Here's a partial list that helps quantify the District's failure: a graduation rate of approximately 50%, only 11% of graduates reach four year colleges, LAUSD's finances are teetering on the brink of insolvency, there is a seeming lack of internal financial controls. (Last year the district "lost" some $200 million paying people who did not work for the district, according to the LAUSD Inspector General's report; more recently they "found" an extra $50 million in their budget, and they are now undertaking a massive teacher and other staff lay-off that will be another blow to many schools and their kids.)

You don't have to dig deep to find irregularities in LAUSD. Recently, under newly approved education reforms, several groups (teachers, new operators, charter operators, a group endorsed by Mayor Villaraigosa) submitted proposals to run one of the new academies at the Esteban Torres school in East L.A. The project was awarded to a group biding with the pilot developed by Inner City Struggle, whose Executive Director is Maria Brenes. Brenes is married to Luis Sanchez - LAUSD Board President Monica Garcia's chief of staff. Too cozy for comfort?

And how about the fact that for years, LAUSD Superintendent Ramon Cortines "moonlighted" on the board of Scholastic Books, earning him some $150,000 a year, and no one at LAUSD seemed to find this to be at all inappropriate - even though Scholastic holds a $10 million contract with the district.
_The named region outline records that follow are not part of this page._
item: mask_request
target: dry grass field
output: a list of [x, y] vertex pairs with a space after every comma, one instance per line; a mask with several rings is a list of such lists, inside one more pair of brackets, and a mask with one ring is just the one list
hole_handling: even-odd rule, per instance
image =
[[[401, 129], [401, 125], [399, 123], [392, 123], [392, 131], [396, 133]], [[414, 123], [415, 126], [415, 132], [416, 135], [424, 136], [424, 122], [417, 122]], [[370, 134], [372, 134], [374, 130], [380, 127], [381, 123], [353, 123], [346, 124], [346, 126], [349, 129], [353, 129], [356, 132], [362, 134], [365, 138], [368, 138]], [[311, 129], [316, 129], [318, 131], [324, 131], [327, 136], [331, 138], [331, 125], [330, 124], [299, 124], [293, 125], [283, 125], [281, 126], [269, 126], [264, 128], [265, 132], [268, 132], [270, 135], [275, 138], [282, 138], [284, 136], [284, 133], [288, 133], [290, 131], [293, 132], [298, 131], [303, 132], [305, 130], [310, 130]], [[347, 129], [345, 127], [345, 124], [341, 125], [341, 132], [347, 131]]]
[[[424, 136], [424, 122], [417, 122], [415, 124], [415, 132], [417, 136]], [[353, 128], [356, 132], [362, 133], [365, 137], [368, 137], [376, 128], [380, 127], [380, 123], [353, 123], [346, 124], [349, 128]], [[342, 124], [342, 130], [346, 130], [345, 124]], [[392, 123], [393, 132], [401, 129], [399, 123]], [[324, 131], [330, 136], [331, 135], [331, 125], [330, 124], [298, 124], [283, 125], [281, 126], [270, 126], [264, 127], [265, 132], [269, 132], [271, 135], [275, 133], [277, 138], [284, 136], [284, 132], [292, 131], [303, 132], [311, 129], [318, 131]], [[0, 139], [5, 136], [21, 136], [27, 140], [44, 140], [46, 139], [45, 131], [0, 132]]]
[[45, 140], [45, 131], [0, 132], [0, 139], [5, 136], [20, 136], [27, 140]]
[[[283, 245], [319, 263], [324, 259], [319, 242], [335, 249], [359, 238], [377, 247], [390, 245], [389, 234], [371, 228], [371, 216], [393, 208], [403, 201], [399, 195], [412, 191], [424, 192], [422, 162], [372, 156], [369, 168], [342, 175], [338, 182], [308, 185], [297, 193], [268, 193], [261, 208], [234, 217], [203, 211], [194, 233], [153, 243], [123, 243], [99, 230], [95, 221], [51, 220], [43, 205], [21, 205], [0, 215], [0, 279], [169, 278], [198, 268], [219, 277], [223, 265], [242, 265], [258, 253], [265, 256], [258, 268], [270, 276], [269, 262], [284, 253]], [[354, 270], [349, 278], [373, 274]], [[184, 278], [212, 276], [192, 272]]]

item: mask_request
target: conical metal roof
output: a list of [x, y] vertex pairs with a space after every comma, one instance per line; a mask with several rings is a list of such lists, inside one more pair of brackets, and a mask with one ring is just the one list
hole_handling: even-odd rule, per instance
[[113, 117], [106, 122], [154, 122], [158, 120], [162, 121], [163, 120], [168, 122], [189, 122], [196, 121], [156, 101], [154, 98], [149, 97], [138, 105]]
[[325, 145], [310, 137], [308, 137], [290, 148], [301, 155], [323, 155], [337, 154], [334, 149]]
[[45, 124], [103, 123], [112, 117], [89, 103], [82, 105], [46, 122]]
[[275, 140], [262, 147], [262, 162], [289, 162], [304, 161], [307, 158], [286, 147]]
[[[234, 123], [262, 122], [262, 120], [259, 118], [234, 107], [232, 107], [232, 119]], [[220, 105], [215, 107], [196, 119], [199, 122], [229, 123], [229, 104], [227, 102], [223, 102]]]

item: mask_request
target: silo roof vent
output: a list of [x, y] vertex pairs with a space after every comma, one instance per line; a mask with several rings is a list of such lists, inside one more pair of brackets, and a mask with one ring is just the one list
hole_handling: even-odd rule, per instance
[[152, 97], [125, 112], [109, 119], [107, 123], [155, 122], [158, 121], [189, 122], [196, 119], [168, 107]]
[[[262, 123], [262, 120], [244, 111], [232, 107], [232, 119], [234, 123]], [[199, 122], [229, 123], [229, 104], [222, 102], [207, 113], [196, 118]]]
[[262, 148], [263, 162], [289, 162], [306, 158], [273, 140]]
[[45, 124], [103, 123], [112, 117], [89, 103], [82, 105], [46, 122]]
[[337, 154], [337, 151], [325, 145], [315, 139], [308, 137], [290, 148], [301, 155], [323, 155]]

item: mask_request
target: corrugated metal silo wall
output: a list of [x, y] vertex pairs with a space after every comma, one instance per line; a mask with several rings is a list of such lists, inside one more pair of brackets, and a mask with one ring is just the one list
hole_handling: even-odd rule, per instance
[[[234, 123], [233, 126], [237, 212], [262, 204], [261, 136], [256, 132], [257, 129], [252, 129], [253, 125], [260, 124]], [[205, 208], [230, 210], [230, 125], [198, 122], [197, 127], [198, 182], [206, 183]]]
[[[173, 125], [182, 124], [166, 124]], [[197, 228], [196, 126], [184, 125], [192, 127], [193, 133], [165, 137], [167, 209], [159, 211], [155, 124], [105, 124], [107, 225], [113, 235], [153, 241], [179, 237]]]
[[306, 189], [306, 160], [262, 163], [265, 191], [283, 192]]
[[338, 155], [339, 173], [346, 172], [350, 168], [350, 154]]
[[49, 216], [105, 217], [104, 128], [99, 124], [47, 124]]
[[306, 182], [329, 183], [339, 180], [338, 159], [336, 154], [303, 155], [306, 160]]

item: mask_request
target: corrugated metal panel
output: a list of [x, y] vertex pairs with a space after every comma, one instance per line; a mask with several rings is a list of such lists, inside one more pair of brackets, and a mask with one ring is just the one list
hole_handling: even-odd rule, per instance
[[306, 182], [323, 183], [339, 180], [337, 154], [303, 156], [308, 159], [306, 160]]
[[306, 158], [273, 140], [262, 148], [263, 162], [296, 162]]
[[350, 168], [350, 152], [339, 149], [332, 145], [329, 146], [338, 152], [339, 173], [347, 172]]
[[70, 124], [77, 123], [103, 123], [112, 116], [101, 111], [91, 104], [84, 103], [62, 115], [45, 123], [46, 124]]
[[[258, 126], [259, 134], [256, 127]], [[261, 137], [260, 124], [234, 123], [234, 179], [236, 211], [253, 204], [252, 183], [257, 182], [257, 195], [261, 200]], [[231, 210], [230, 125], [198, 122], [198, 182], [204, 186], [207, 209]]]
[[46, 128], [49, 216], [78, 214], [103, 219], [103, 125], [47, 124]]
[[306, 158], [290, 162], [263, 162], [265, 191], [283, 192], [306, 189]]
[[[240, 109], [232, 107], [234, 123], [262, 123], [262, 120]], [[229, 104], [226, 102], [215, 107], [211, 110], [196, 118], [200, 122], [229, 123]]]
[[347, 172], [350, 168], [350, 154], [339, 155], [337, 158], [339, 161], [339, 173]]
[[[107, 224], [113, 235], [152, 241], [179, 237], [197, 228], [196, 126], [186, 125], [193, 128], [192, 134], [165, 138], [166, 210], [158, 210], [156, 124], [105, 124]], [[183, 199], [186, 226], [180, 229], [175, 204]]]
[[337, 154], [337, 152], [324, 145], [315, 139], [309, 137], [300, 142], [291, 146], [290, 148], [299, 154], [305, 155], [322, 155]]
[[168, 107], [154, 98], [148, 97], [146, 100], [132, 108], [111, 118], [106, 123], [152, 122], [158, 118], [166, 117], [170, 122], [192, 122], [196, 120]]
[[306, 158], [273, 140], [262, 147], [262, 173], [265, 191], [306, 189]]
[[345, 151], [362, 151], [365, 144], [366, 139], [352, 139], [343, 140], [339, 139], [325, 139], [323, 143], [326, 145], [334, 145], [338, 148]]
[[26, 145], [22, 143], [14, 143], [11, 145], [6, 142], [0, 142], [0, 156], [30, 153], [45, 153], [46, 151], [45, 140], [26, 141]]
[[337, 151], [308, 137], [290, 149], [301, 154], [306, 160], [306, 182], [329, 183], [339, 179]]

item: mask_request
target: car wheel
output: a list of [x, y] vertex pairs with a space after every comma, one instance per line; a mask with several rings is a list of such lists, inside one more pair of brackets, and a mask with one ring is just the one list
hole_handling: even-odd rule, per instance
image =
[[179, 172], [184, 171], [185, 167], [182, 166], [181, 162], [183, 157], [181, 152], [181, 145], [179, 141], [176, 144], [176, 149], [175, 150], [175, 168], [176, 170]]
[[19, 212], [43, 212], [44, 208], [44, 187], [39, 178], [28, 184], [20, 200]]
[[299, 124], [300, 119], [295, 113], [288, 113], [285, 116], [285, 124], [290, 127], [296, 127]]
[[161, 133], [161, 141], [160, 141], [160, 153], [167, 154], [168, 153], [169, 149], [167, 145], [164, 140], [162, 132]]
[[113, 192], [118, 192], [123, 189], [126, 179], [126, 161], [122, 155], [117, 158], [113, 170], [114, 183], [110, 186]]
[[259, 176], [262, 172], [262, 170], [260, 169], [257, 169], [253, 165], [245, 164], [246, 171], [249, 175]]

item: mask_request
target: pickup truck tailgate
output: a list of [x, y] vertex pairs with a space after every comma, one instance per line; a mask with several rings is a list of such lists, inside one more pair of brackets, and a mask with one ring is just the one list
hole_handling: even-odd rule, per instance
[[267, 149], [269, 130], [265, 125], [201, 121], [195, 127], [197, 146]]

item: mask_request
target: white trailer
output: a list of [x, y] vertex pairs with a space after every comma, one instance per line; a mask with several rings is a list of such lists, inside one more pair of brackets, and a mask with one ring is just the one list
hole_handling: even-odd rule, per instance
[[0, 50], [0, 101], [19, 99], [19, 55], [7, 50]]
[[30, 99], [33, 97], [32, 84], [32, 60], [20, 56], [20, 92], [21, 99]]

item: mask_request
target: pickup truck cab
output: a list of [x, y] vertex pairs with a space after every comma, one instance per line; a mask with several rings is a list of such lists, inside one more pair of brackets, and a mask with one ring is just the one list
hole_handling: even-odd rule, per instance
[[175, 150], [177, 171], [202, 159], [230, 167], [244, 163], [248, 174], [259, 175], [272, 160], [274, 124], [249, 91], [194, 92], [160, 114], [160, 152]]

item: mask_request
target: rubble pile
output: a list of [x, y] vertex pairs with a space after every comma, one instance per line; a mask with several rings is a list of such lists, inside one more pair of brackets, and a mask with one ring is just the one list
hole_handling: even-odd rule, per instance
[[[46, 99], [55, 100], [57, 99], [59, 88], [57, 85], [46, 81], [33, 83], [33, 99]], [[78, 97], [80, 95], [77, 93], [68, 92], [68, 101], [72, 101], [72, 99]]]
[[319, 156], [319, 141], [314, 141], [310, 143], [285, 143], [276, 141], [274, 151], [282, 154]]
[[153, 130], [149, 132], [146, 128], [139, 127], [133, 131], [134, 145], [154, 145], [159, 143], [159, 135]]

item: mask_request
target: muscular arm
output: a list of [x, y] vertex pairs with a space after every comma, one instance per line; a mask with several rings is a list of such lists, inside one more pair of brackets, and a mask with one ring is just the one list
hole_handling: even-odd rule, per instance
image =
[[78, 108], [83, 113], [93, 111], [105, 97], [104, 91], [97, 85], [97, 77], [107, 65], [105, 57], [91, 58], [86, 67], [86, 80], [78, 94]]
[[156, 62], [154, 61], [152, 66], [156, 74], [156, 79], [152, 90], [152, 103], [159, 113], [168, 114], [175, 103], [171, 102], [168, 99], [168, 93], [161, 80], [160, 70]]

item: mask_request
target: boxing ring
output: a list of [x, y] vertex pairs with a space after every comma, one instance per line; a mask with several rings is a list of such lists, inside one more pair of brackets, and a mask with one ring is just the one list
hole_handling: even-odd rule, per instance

While this stark reality seems intractable, a harbinger of total collapse of our democracy, it is not.
Corruption in the LAUSD can be rooted out through effective law enforcement.
Voters can remove the paid and bought for politicians who have run the system as a personal power and economic base.  These are the politicians - for they cannot be confused with leaders - who have thrust the LAUSD into near bankruptcy, both financial and moral.
Great teachers can be identified and supported. Throughout the LAUSD there are brilliant teachers that know the system is broken and needs to be rebuilt from A-Z. These teachers are a critical part of the solution and need to be nurtured with resources and opportunities to innovate.  And they also need effective allies to push back the ravenous bureaucracy that every day consumes their best efforts.
Parents can be inculcated with an ethos of educational excellence - and made full partners in the success of their kid's education. Parents need to do their homework. They need to know that there's a geometry quiz on Tuesday and that a drug dealer was arrested around the block from the school last week. They need to know what their kids are up against, and support them.
While the evidence of LAUSD's failure is overwhelming, we must focus on solutions that transform education outcomes for today's kids, as well as tomorrow's. This is a crisis that demands energetic leadership and execution.
The idea that we can wait, to paraphrase Martin Luther King Jr., for the system to somehow fix itself is unacceptable.  The lives of the approximately 700,000 students currently in the LAUSD are at stake.  The future of our city is inextricably bound to the success of public education.  And the potential for America to maintain and extend its global leadership is also in play.
The time has come for the entire community to come together to seek a radical solution to the LAUSD problem.
No more step by step fights to gain minor victories. No more protracted, theatrical deliberations that are meant to stall reform and protect vested interests at the expense of our kids. We must have the vision and courage to break the grip of special interests and work tirelessly and with complete focus, to create a new public education system that will be the pride of the nation - and propel Los Angeles to its rightful place as the envisioned Metropolis of the West, a place of promise and fulfillment.
A true democracy can only exist if the citizen is properly and broadly educated to be an informed participant in the political system.  Universal public education, as the founding fathers foresaw, confers benefits to the nation's economic progress.  Better educated people could more easily develop new industries and more ably manage America's thriving capitalist economy.
Indeed, we have seen the fruits of that vision in America's global leadership over the last century. Our founders knew it: the future of the United States' greatness will be driven by a world-class public education system.